As with past annual reports, the new China commission report includes developments in security and economic relations and makes recommendations for U.S. policymakers.
The sections on U.S.-China trade and economic matters included an examination of how China uses financing deals with foreign nations to promote its goals and the impact of the Biden administration’s “de-risking” policy to protect U.S. interests from Chinese actions on issues such as supply chain resilience and technology transfers.
The report includes a section on how China is using heavy-handed and aggressive measures against its regional neighbors while challenging international norms and exploiting the weaknesses of open societies.
Influence operations
A section of the report focuses on China’s aggressive efforts to shape public and elite opinion around the world in support of its policies.
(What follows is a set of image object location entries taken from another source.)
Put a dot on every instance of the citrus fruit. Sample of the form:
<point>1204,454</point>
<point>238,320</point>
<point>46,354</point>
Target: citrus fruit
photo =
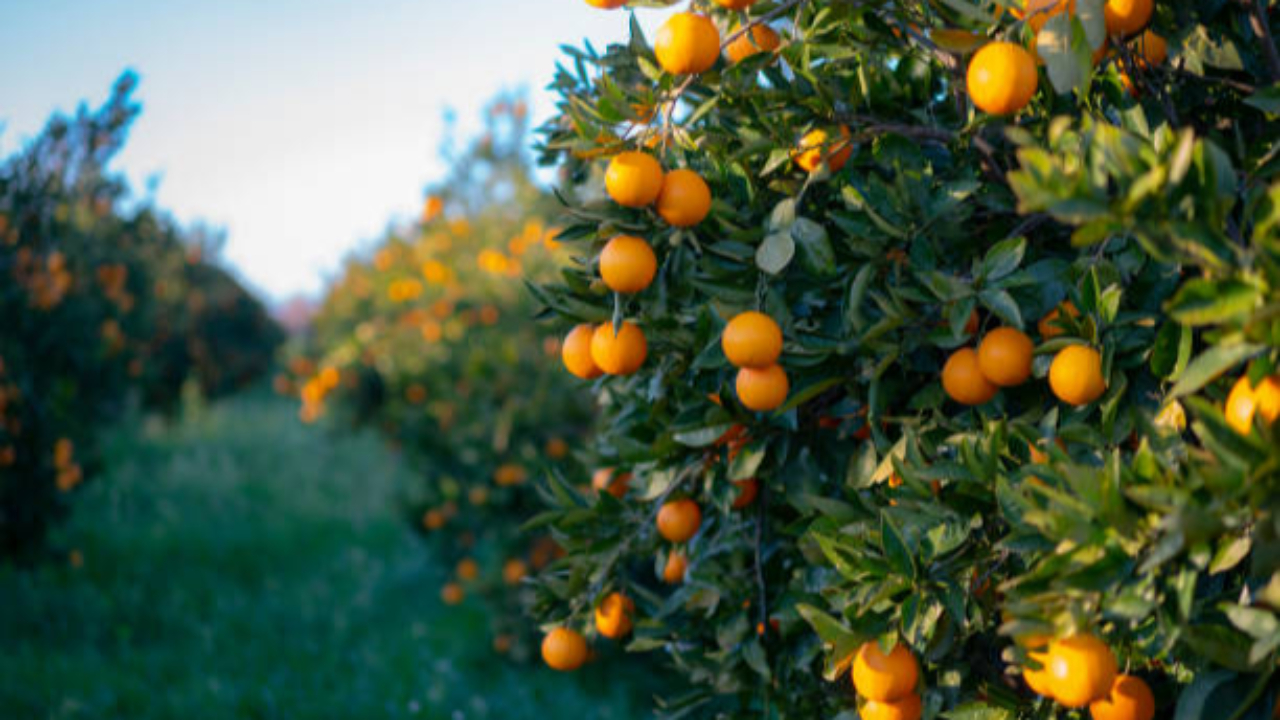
<point>1080,669</point>
<point>816,146</point>
<point>627,264</point>
<point>563,650</point>
<point>759,39</point>
<point>1127,17</point>
<point>963,379</point>
<point>904,709</point>
<point>1048,326</point>
<point>746,492</point>
<point>576,352</point>
<point>1246,401</point>
<point>685,199</point>
<point>762,388</point>
<point>1001,78</point>
<point>679,520</point>
<point>1129,700</point>
<point>1075,376</point>
<point>613,615</point>
<point>1005,356</point>
<point>618,352</point>
<point>686,44</point>
<point>632,180</point>
<point>885,678</point>
<point>752,340</point>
“Under Xi’s rule, China’s overseas influence activities are now more prevalent, institutionalized, technologically sophisticated, and aggressive than under his predecessors,” the report said.
Chinese military basing facilities are growing, and espionage operations are “intensified,” showing increased sophistication against foreign spy targets, the report said. Chinese surveillance and military facilities deployed in Cuba could lead to electronic spying against people in the United States.
China could use the Cuban facilities to monitor and potentially disrupt U.S. military deployments and material shipments during a war, the report said. A naval base for Chinese military forces is being built in Cambodia.
According to the report, China is even seeking to control access to the moon for strategic purposes.
“Beijing is working to establish a long-term presence in space, which it seeks to accomplish by first dominating the cislunar domain, or the space between Earth and the moon,” the report said, noting plans by China to build a lunar base by 2030.
The report quotes Jeff Gossel, an analyst with the Air Force National Air and Space Intelligence Center, as saying a Chinese satellite orbiting the moon “could allow China to fly to the far side of the moon and attack U.S. satellites in geosynchronous orbits.”